Essa relação de subordinação disfarçada desmascara a farsa. O que vemos não é um encontro de duas empresas em pé de igualdade, mas a imposição de um modelo que beneficia exclusivamente o lado mais forte: o contratante.
Falsos Argumentos
O lobby empresarial, representado por entidades como a Confederação Nacional da Indústria (CNI), tenta defender o indefensável com argumentos que não se sustentam na realidade do trabalhador.
“Modernização das relações de trabalho”: A CNI alega que a digitalização exige “diferentes tipos de contratação”. Na verdade, usam a tecnologia como desculpa para retroceder a um tempo em que os trabalhadores não tinham qualquer proteção social. O trabalho digno não pode ser confundido com a ausência de direitos.
“O trabalho subordinado não é o único digno”: Ninguém contesta a dignidade do trabalho autônomo genuíno. O que se denuncia é a coação, a imposição da pejotização como única via para obter um posto de trabalho que, na prática, é de empregado. Não há escolha real quando a alternativa é o desemprego.
“Má-fé do trabalhador que busca a Justiça”: É um absurdo culpar o trabalhador por buscar na Justiça o reconhecimento de seus direitos roubados. A má-fé está do lado de quem frauda a legislação trabalhista, e não de quem foi lesado e luta pelo que é seu por direito.
“Interesse corporativo da Justiça do Trabalho”: Ao acusar a Justiça do Trabalho de agir por interesse próprio, os defensores da pejotização tentam deslegitimar a única instituição que ainda protege o trabalhador contra os abusos do poder econômico.

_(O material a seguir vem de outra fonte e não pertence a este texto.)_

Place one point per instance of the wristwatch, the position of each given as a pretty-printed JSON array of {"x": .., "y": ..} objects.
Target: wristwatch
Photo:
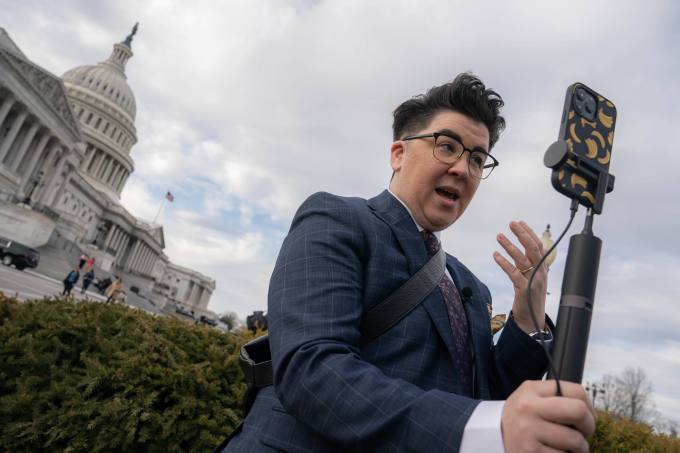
[{"x": 542, "y": 335}]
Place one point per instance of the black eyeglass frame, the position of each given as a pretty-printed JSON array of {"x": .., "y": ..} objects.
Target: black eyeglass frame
[{"x": 494, "y": 162}]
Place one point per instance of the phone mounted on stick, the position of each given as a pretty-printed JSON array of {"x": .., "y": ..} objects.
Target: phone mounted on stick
[{"x": 580, "y": 160}]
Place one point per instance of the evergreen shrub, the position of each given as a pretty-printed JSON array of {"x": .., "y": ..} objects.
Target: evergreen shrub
[{"x": 95, "y": 377}]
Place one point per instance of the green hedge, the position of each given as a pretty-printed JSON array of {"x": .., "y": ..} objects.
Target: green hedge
[
  {"x": 615, "y": 434},
  {"x": 94, "y": 377}
]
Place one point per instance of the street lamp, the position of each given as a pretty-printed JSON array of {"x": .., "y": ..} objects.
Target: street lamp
[{"x": 595, "y": 389}]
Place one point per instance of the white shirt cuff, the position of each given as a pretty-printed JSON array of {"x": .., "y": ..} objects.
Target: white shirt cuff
[{"x": 483, "y": 429}]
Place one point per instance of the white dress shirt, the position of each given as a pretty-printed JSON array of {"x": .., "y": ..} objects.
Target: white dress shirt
[{"x": 483, "y": 428}]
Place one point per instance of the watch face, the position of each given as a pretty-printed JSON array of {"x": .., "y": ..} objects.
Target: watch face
[{"x": 541, "y": 336}]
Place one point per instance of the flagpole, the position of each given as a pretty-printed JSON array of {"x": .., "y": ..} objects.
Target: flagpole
[{"x": 160, "y": 208}]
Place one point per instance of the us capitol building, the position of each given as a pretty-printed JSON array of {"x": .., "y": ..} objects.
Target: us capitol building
[{"x": 64, "y": 160}]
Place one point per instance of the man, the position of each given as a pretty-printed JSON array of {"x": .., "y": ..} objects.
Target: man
[{"x": 425, "y": 384}]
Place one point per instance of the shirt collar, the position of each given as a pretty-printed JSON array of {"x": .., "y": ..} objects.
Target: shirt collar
[{"x": 437, "y": 234}]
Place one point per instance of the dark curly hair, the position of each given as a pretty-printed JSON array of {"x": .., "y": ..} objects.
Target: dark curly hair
[{"x": 466, "y": 94}]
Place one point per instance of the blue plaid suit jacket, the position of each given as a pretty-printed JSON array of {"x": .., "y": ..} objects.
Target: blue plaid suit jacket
[{"x": 397, "y": 393}]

A verdade é que a pejotização é uma substituta perversa do trabalho assalariado, um atalho para as empresas maximizarem seus lucros à custa da exploração da mão de obra.
Luta contra a fraude
Felizmente, a resistência a esse retrocesso está crescendo. No Congresso Nacional, figuras como o senador Paulo Paim (PT-RS) têm sido vozes incansáveis na denúncia dessa prática. “Transformar trabalhadores celetistas em pessoas jurídicas é uma fraude cometida pelos empresários”, afirma Paim, que corretamente classifica a pejotização como mais um dos “insistentes ataques à CLT”.

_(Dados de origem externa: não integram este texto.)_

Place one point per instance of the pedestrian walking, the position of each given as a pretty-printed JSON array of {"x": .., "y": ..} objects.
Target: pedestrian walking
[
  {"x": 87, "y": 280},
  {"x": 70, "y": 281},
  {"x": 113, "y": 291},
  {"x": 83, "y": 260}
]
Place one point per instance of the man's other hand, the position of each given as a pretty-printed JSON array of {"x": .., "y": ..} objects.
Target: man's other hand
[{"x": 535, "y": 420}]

Em resposta a essa ofensiva, iniciativas legislativas buscam colocar um freio na fraude. O senador Fabiano Contarato (PT-ES) apresentou o Projeto de Lei 1.675/2025, que não visa proibir a terceirização legítima, mas sim estabelecer critérios claros para identificar e anular contratos fraudulentos. O objetivo é claro: “garantir que o trabalhador não seja compelido a abdicar de seus direitos para manter sua empregabilidade”.
O tema também chegou ao Supremo Tribunal Federal (STF), que reconheceu a gravidade da questão e agendou audiências para debater o assunto, mostrando que a sociedade não pode mais ignorar essa sangria de direitos.
CLT é Direito, Pejotização é Fraude!
Não podemos aceitar que a pejotização seja normalizada. Ela representa um retrocesso civilizatório que nos empurra para um futuro de incertezas, sem segurança e sem a mínima proteção social. A luta pela valorização do trabalho passa, necessariamente, pela defesa intransigente da CLT.
É fundamental que os trabalhadores se mantenham informados, se organizem em seus sindicatos e apoiem as iniciativas políticas e jurídicas que combatem essa prática fraudulenta. O emprego digno, com carteira assinada e todos os direitos garantidos, não é um privilégio. É a base para uma sociedade mais justa e igualitária.